Currently, Evergreen Solar customers have almost 90 megawatts of projects in varying stages of the loan application process with Ex-Im Bank. The Ex-Im Bank will offer U.S. Dollar denominated loans directly to project developers or project owners that will cover 85% of the U.S. made product cost and up to an additional 30% of the cost of the product to be applied to local installation costs. Remaining project costs can be financed with separate bank loans as needed.

For example, a solar project using US $10 million of Evergreen Solar panels would receive up to $8.5 million in financing for the purchase of the solar panels and up to $3 million to cover installation, design, engineering, inverting, racking and other installation-related expenses. Ex-Im Bank currently offers a 4.9% fixed interest rate over an 18-year period for solar installations outside of the United States.

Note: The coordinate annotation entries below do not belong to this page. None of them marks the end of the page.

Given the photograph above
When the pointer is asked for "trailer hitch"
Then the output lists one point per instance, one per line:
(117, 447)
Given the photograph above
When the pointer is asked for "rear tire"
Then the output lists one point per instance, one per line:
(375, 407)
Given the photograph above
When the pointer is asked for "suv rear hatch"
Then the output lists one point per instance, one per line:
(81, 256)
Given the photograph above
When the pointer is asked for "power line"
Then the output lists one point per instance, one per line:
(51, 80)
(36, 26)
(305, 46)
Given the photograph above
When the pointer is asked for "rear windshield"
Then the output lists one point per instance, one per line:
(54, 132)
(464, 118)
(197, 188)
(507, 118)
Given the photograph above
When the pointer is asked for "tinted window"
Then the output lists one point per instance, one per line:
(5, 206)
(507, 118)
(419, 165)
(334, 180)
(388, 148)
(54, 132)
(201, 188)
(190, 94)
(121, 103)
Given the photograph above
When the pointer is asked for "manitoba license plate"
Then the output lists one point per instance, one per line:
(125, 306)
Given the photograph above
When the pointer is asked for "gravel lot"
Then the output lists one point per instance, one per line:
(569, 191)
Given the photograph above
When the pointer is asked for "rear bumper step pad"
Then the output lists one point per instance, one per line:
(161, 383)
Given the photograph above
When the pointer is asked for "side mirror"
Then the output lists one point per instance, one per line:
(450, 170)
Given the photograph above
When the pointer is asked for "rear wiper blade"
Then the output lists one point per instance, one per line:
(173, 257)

“At a time when many companies are struggling to attain credit for capital expenditures in a difficult financial market, the Ex-Im Bank’s office of renewable energy has been extremely helpful in offering a significant financing tool for our international partners which greatly assists us in our continued business success outside of the U.S.,” said Terry Bailey, Evergreen Solar’s senior vice president of sales and marketing. “Our international customers have been very enthusiastic about this added benefit we can offer them as a U.S. manufacturer.”

The Ex-Im Bank will also provide guarantees for loans which can be issued in any currency. Ex-Im Bank’s Loan Guarantee Program provides Loan Guarantees that carry the full faith and credit of the U.S. Government to banks participating under its Master Guarantee Program.